Fortunately for her, her father followed Glenin, and once he sees that Cailet is actually his daughter, he sacrifices himself for her, protecting her from Glenin.  He also tells Glenin that the Mages have won the battle, and that the populace has risen up against the government.  All the Malerrisi plans have been torn.  So Glenin flees back to Malerris Castle, where she will strike from in the next book, I'm sure, using her as-yet-unborn son as her prime general.

Maybe the book should have ended there.  I constantly complain that there is never any follow-up to the climax at the end of a book or movie, but now I wonder if I was wrong to want some.  Time is compressed again, as a year goes by in such a short number of pages.  Events are outlined, but not given much depth.  A new government is elected, and Sarra uses Cailet and her Mages as a defence force, much like the Jedi Knights.  They realize by the end of it that the Mages should be kept completely separate from the government.  Collan and Sarra are married, and they give Cailet some property to start a new Mage Academy.

But Cailet keeps everybody distant.  She is still hurt from the inside, and she has physical wounds, too, from what Glenin did to her.  She is Captal, but she is not whole.  I hope by the next book, she has found herself, because until she does, she will keep making stupid mistakes.  I still can't figure out why she wouldn't tell especially Collan and Sarra about Glenin's son, and about her terrible wounds. 

The characters were completely flesh and blood, and as heroic as they were fallible.  I liked that a lot.  The world was also fleshed out considerably.  In a book this long, it is no wonder that I grew to enjoy the company of the characters.  Though I never really did like Collan. 

There were some really neat magical moments, and once again, magic was used here in a completely different way from any other fantasy.  That's what keeps fantasy novels fresh, I guess.  It prevents a repetitive feeling from series to series. 

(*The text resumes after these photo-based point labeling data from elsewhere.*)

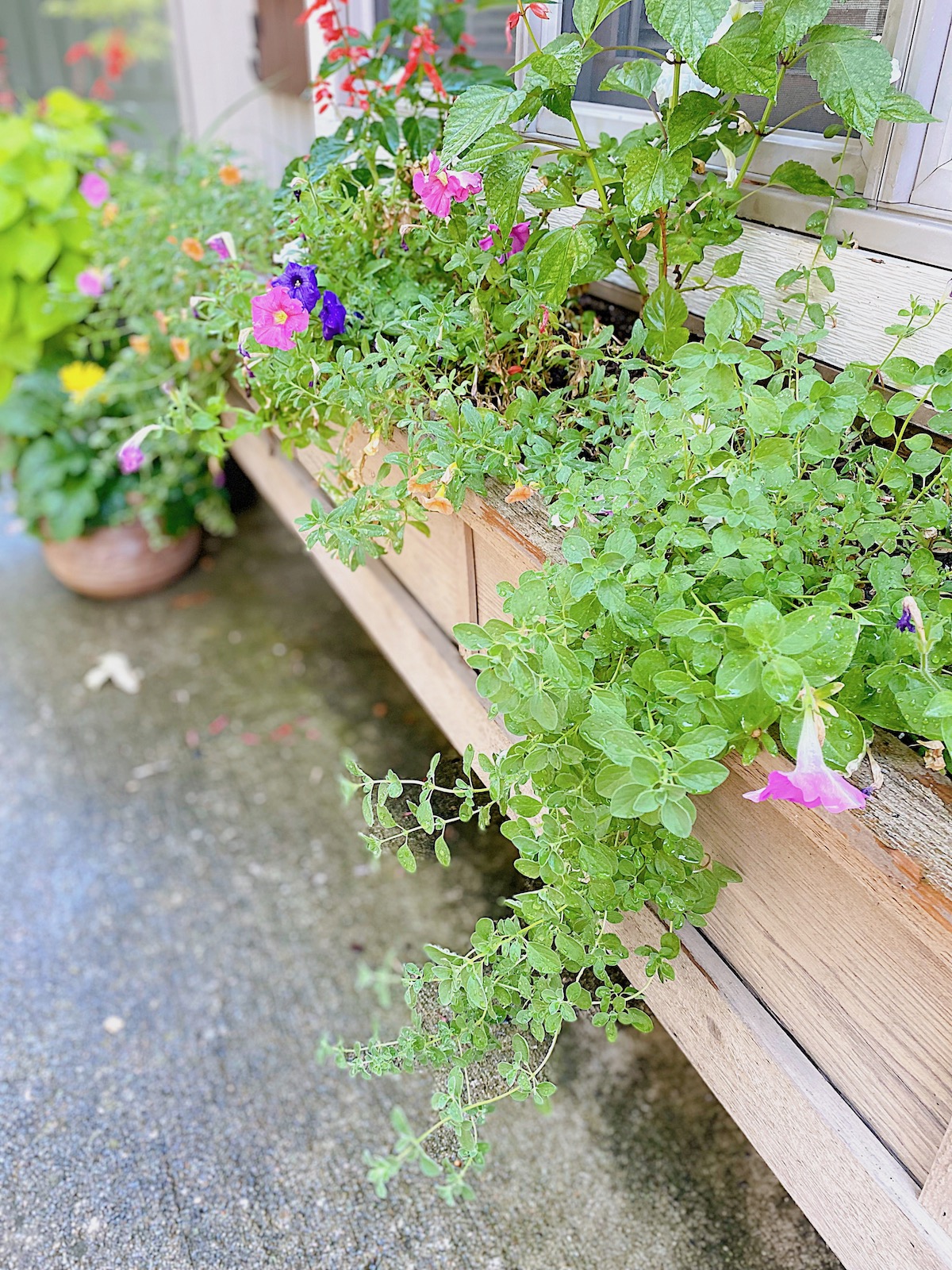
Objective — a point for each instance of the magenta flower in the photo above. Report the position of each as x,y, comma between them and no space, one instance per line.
518,235
277,318
812,783
94,188
90,283
438,190
222,244
130,459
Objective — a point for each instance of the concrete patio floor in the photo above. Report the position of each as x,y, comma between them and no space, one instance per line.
184,912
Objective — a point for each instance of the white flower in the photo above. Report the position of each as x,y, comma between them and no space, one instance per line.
689,80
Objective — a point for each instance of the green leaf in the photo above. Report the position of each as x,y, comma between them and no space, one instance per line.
738,675
801,178
654,178
685,25
702,775
471,635
560,256
852,73
784,679
543,958
12,206
589,14
501,182
903,108
786,22
638,78
738,63
678,814
32,249
475,112
689,117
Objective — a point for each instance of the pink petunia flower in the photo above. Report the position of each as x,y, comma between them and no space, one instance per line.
438,188
518,235
277,318
812,783
90,283
94,188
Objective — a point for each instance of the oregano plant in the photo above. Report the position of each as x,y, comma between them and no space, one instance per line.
753,552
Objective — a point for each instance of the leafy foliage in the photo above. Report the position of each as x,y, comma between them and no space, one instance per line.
739,533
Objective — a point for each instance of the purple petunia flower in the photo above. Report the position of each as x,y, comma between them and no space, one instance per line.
333,315
905,622
300,281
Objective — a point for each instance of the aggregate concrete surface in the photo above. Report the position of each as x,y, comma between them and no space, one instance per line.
186,911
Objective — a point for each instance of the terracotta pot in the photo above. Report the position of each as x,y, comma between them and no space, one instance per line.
117,562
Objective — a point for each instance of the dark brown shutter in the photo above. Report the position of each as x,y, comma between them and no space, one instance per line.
282,46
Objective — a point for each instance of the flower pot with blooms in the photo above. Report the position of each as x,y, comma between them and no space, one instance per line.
113,524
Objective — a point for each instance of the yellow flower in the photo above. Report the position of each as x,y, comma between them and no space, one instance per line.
80,378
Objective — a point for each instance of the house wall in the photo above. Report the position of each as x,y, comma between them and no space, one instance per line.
220,95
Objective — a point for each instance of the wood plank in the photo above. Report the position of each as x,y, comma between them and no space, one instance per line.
438,569
847,963
850,1187
936,1195
848,1184
408,637
871,287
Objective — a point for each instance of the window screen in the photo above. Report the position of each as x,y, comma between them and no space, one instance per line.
628,25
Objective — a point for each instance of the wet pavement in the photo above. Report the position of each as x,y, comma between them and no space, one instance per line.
186,910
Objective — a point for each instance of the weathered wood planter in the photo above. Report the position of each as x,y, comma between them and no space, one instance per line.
818,1001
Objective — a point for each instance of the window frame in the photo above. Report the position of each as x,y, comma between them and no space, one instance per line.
886,171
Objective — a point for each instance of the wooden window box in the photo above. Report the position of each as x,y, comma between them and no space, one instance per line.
818,1001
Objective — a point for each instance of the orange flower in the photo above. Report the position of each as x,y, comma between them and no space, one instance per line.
520,493
438,503
420,489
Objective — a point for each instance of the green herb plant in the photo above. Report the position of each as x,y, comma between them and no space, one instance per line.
740,530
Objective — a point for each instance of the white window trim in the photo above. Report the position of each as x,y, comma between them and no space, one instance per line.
885,171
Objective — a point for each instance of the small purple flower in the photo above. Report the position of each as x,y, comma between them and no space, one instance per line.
333,315
131,459
912,619
905,622
300,281
94,188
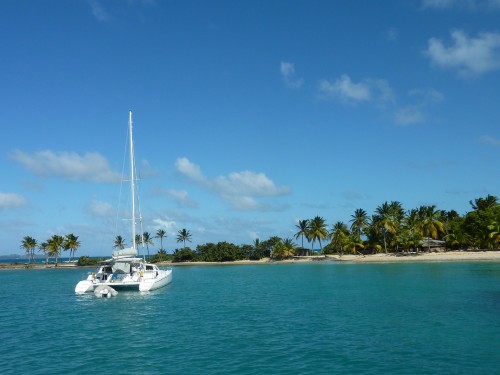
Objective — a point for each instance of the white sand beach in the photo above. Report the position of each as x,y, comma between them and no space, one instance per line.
449,256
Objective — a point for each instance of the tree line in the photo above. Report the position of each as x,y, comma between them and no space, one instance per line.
52,247
390,229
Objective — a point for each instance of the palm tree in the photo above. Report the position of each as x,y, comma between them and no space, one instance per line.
352,243
359,222
303,227
494,234
29,244
55,245
290,246
430,223
160,233
481,204
119,242
44,247
146,237
72,244
183,236
385,221
339,234
318,230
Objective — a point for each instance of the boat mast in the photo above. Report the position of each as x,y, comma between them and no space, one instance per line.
132,178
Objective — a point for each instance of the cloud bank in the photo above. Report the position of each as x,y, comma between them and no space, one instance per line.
468,55
90,167
240,189
11,200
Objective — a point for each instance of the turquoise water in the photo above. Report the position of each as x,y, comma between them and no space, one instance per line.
263,319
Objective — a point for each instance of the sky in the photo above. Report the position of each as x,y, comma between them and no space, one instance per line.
248,115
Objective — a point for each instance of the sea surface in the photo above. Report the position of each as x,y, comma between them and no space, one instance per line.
326,318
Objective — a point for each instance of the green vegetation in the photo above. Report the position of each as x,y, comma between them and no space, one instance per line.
52,247
391,229
87,261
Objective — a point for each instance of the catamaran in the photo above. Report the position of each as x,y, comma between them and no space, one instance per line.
125,269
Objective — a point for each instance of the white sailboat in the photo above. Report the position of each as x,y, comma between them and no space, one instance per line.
125,270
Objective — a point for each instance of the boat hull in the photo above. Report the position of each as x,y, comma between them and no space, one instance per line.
146,283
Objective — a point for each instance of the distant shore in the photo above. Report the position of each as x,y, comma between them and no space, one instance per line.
449,256
423,257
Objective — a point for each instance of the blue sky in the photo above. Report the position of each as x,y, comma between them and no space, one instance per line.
248,115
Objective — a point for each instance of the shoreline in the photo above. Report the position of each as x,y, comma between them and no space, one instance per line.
450,256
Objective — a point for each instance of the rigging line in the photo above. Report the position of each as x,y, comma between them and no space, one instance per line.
123,180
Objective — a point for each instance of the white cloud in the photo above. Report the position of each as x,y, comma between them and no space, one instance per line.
182,198
427,96
491,140
364,91
408,116
470,56
11,200
191,170
100,209
91,167
287,71
239,189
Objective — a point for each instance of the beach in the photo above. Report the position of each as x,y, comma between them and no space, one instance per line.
421,257
449,256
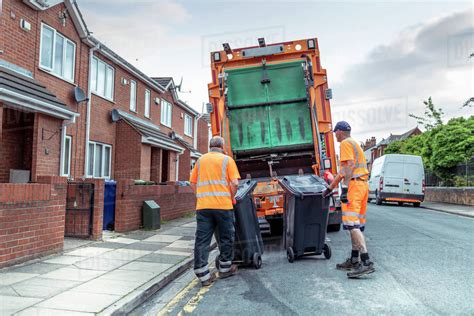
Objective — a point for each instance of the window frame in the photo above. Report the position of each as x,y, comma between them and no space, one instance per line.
68,174
169,111
147,109
134,83
50,70
187,116
102,159
94,90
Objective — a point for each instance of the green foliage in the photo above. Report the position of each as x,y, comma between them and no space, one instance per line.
433,117
442,148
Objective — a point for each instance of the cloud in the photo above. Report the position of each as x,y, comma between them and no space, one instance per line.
429,59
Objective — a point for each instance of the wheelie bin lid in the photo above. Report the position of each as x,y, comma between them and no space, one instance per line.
303,185
245,187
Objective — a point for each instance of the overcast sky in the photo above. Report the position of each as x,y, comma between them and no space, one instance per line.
383,58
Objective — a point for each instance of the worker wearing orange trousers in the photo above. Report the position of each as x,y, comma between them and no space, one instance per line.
215,180
354,196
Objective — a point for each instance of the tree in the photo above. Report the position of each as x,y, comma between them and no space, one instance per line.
433,117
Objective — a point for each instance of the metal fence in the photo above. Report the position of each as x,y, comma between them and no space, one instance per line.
461,176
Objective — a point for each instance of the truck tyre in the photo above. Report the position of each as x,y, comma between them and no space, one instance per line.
378,200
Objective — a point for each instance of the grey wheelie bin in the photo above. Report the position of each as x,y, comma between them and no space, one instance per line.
306,216
248,246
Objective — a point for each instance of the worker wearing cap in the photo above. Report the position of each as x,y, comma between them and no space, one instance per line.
354,196
215,180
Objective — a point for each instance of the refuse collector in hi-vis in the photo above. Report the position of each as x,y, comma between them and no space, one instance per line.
215,180
354,175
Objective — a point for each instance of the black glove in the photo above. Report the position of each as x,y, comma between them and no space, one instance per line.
327,192
343,196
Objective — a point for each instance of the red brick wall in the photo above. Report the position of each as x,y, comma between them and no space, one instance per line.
184,166
175,201
31,219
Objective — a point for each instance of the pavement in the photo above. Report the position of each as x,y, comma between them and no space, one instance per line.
423,262
462,210
113,276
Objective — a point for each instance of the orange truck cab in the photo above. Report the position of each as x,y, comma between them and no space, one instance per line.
271,105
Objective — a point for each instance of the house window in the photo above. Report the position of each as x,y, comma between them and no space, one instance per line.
147,103
166,110
188,125
102,79
57,53
99,163
133,96
66,166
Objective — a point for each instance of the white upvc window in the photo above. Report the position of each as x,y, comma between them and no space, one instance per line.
102,79
100,160
57,53
166,111
147,103
133,96
66,156
188,125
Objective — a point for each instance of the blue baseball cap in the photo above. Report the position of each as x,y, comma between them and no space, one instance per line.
342,126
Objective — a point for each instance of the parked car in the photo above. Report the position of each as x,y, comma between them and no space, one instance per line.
397,178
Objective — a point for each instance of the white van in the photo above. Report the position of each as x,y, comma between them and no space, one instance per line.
397,178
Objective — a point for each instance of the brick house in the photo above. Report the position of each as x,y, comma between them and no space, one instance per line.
70,107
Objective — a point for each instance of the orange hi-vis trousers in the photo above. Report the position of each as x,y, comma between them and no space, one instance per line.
354,211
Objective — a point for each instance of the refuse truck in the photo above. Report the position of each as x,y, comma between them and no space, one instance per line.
271,105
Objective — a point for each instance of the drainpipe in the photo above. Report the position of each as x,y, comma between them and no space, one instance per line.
88,114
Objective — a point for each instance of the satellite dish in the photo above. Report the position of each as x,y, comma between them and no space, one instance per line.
115,115
80,95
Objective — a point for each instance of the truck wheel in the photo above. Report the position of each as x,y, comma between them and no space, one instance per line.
327,251
290,254
378,200
257,261
334,228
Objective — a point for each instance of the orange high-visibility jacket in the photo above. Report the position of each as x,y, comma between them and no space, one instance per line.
351,150
212,175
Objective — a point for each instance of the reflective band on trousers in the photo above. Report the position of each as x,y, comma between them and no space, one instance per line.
223,180
358,164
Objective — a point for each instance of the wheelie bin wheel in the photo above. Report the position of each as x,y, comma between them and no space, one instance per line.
290,254
327,251
257,261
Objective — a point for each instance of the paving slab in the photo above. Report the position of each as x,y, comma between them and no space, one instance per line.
163,238
9,278
150,246
73,274
140,276
13,304
38,311
107,286
38,268
125,254
101,264
79,301
88,251
65,260
147,266
162,258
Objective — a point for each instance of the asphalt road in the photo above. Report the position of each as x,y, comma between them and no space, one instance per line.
424,266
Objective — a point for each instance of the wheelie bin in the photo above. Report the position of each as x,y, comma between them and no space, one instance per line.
306,216
248,246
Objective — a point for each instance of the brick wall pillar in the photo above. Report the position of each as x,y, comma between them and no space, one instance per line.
155,172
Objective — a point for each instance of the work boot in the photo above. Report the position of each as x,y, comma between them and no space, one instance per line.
347,265
361,270
210,280
233,270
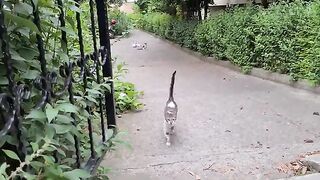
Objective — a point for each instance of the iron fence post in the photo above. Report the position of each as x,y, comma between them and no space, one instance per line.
102,13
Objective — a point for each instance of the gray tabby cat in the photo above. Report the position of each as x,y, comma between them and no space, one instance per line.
170,113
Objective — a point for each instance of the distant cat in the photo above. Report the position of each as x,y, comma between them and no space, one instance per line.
170,113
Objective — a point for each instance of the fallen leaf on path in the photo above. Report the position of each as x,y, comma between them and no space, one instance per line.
283,168
308,141
208,168
197,177
304,170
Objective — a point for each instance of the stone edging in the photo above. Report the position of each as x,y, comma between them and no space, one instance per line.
256,72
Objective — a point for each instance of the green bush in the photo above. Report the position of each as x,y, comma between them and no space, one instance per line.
284,38
123,22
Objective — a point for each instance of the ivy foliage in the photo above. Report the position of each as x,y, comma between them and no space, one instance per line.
48,132
283,38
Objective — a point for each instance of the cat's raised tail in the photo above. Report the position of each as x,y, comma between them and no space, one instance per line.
172,85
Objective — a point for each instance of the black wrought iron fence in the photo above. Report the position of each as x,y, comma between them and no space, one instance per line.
17,92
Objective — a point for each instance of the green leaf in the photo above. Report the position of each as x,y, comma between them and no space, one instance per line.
36,114
62,129
75,8
21,22
34,146
93,91
62,119
91,99
28,53
68,31
4,81
60,151
77,174
16,56
50,131
23,8
35,2
70,138
37,164
3,168
11,154
48,159
51,112
67,107
28,176
2,177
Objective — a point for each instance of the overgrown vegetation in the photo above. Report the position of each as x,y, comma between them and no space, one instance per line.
48,132
283,38
123,22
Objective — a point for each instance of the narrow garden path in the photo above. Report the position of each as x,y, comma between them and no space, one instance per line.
230,125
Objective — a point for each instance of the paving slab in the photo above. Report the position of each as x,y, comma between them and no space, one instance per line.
230,125
315,176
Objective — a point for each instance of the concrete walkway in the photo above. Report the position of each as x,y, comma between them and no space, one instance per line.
230,125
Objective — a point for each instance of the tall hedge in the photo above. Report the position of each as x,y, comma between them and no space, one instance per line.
284,38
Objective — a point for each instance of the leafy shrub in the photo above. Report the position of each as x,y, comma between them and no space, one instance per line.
123,22
126,95
283,38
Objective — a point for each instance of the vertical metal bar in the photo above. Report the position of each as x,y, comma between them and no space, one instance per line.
95,57
107,67
42,59
5,50
64,43
76,140
12,85
83,64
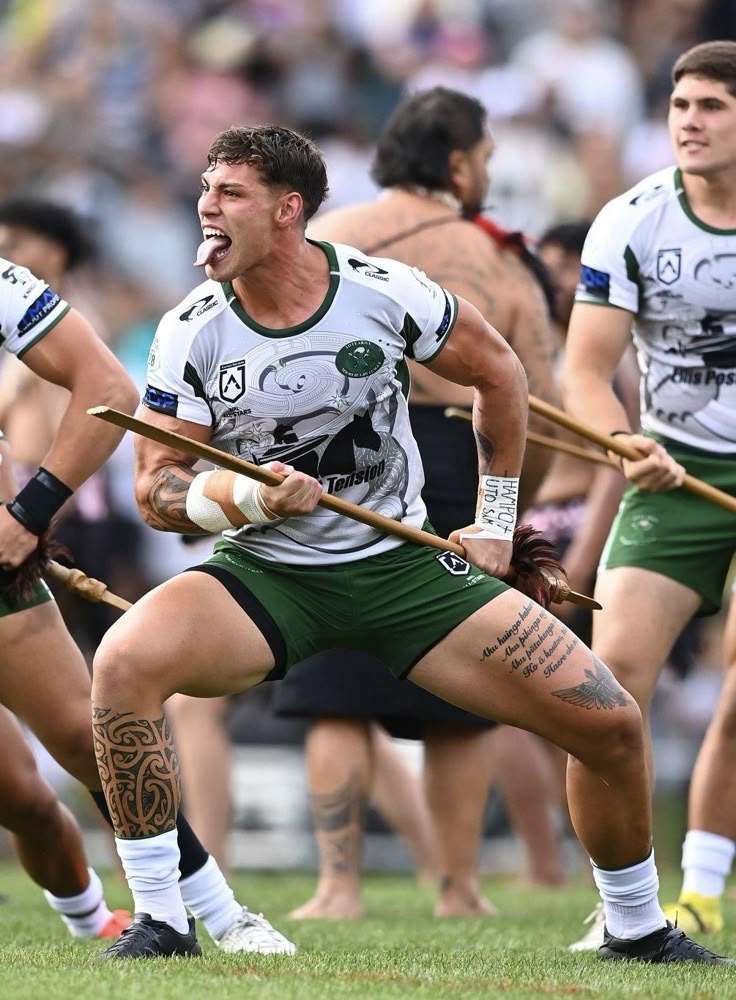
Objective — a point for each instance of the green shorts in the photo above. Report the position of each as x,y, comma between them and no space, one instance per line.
677,533
395,606
39,595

There was one intriguing reference made by a scholar to Collan a breakfast one day, and that is in reference to people who came to Lenfell from elsewhere.  The title of the series, Exiles, also tells me that there is something else here.  I expect that Collan is not from Lenfell, and that is why he is Warded so tightly.  I expect that the people who were exiled here long ago came because they had magic.  It could be that the original settlers were even from another planet.  But I guess I will have to wait a while to find that out.  I just hope that if it happens, it doesn't do so in the last few pages (I am reminded of the Darksword Trilogy, where the non-magical army invades and takes over the world in what seems like no time, and with very little explanation).

It looks to me that this book was developed in a similar way to Tolkien's Silmarillion.  In that, he developed a language, and then a story to show how that language developed as the millennia went by.  Here, it seems to me that it started with a genealogy, and then needed a story to develop that idea. 

I think the beginning could have been divulged at a more leisurely pace.  However, the results of that history, in the middle of the book, resulted in a terrific story.  I absolutely adore the name Cailet -I don't know why!  It's just too bad that the bookends, with such a complicated start, a disappointing climax, and a dull denouement, couldn't keep pace with the rest.